Re: [ALUG] Text munging tool...

16 Sep 2008

      On 12 Sep 2008, at 16:13, Richard Lewis wrote:
...
On Friday 12 September 2008 15:26:05 Ruth Bygrave wrote:
...
I'm having a go at OCRing a book that fell apart:
This is a bit tangentary, but it might be worth having a look at
tools like unpaper <http://unpaper.berlios.de/> which does tidying
up of page scans.
Not really what I was looking for as I have the text already, but  
might well be useful in future...
What OCR software are you using? I've heard that Tesseract
<http://code.google.com/p/tesseract-ocr/> is supposed to be quite
good for Mac. (Never tried it myself). Though the installation may
be a bit involved
<http://littlefixes.blogspot.com/2008/06/open-source-ocr-on-mac.html>.
I might have a pry at that, but I'm using Omnipage which came with my  
scanner (kudos to Canon for supplying Mac-appropriate tools).
Am using sed -- the first regex I came up with did not work at all, so  
I posted it on the Livejournal community for shell scripting, and they  
pointed out I was using Perl regular expressions instead of sed...

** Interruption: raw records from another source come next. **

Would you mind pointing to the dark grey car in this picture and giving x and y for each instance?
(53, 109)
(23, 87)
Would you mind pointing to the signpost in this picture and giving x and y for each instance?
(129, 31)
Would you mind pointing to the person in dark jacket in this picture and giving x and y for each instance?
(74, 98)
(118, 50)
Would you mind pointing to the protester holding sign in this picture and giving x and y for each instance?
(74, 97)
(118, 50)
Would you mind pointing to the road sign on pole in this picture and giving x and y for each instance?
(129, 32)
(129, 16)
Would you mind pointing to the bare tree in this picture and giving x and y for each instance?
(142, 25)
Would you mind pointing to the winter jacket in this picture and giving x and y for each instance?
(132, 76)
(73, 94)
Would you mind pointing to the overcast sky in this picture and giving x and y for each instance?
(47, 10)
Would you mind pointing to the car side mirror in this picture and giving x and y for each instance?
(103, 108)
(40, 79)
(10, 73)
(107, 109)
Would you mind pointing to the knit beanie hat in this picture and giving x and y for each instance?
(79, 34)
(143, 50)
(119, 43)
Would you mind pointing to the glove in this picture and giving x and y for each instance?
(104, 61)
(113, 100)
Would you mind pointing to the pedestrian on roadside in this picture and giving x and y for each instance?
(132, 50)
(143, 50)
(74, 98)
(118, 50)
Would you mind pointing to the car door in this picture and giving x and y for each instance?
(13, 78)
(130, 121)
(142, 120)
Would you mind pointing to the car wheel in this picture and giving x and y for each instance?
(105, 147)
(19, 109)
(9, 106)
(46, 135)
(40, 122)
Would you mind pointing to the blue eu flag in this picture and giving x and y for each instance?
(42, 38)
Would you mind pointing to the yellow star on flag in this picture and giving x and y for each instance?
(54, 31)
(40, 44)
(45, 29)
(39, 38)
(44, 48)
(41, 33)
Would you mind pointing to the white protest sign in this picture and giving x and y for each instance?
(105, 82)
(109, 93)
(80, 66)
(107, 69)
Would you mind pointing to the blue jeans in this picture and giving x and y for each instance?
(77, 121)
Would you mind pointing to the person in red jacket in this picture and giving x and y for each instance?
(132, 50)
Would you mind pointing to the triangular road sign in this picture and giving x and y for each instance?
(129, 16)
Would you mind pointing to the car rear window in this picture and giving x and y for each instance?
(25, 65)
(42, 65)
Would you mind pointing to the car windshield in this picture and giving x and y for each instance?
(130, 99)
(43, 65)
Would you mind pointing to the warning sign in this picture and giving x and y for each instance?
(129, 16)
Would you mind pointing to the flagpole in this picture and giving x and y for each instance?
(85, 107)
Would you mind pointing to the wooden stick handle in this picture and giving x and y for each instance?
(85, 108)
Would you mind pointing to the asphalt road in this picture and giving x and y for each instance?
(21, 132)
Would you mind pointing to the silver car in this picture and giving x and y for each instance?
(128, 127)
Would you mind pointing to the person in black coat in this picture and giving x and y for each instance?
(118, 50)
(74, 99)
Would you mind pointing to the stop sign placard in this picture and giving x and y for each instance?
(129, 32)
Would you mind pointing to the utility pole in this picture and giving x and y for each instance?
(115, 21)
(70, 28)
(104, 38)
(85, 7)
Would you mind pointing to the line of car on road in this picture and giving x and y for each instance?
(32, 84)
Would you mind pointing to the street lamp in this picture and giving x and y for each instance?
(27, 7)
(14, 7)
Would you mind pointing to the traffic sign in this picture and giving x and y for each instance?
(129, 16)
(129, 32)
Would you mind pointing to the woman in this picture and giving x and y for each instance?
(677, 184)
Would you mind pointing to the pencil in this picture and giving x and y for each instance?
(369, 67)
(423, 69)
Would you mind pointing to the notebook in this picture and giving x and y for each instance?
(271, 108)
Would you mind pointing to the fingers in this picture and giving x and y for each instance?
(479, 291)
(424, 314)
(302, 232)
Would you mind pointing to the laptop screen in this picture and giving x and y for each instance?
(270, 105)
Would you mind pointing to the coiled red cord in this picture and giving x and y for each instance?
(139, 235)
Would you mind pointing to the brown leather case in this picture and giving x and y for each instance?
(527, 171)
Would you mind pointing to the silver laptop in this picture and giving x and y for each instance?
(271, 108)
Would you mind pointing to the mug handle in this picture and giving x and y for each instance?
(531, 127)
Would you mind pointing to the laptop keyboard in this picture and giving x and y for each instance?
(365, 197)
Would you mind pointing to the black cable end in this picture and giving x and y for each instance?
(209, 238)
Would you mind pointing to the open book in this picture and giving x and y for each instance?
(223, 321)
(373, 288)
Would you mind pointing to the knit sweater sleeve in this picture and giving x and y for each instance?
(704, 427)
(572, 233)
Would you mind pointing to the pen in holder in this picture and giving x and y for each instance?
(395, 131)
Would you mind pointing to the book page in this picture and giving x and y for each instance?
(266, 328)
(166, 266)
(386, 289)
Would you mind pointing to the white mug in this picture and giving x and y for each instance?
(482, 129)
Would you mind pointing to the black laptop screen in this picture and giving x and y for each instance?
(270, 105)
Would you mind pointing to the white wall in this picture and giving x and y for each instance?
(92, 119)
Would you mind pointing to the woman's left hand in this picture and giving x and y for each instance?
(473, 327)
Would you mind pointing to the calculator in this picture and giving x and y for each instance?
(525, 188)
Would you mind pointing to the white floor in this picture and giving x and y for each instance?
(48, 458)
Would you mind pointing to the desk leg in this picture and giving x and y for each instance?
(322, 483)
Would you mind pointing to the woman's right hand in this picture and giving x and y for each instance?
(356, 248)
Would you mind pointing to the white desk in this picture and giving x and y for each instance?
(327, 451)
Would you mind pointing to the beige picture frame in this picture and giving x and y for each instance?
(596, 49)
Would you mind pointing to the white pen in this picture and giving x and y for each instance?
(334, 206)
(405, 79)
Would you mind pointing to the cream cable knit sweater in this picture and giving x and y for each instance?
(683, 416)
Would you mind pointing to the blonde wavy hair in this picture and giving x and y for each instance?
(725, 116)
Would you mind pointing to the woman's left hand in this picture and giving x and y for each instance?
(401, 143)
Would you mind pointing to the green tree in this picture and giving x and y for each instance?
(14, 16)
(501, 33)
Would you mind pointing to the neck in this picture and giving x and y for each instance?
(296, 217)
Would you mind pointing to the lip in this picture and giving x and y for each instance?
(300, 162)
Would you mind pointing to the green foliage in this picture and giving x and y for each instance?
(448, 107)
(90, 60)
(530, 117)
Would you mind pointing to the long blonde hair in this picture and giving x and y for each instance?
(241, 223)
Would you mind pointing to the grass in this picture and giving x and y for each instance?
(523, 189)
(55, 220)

Tried invoking Perl, but as usual I do not have the requisite quantity  
of dead chickens to coax it with, because it sulked and refused to do  
magic... (which is the normal result of my invoking perl, and why I  
distrust the damn thing).

Following which I changed the '\s' whitespace character into  
'[[space]]' (I think) as the other suggestion went, and sed began to  
munge the text as desired.

Brett: luckily I don't have to do multiline matching for this. I  
suspect if I ever have that problem I'll just pour it through sed  
twice rather than having to pry at the syntax :-)

Regards, Ruth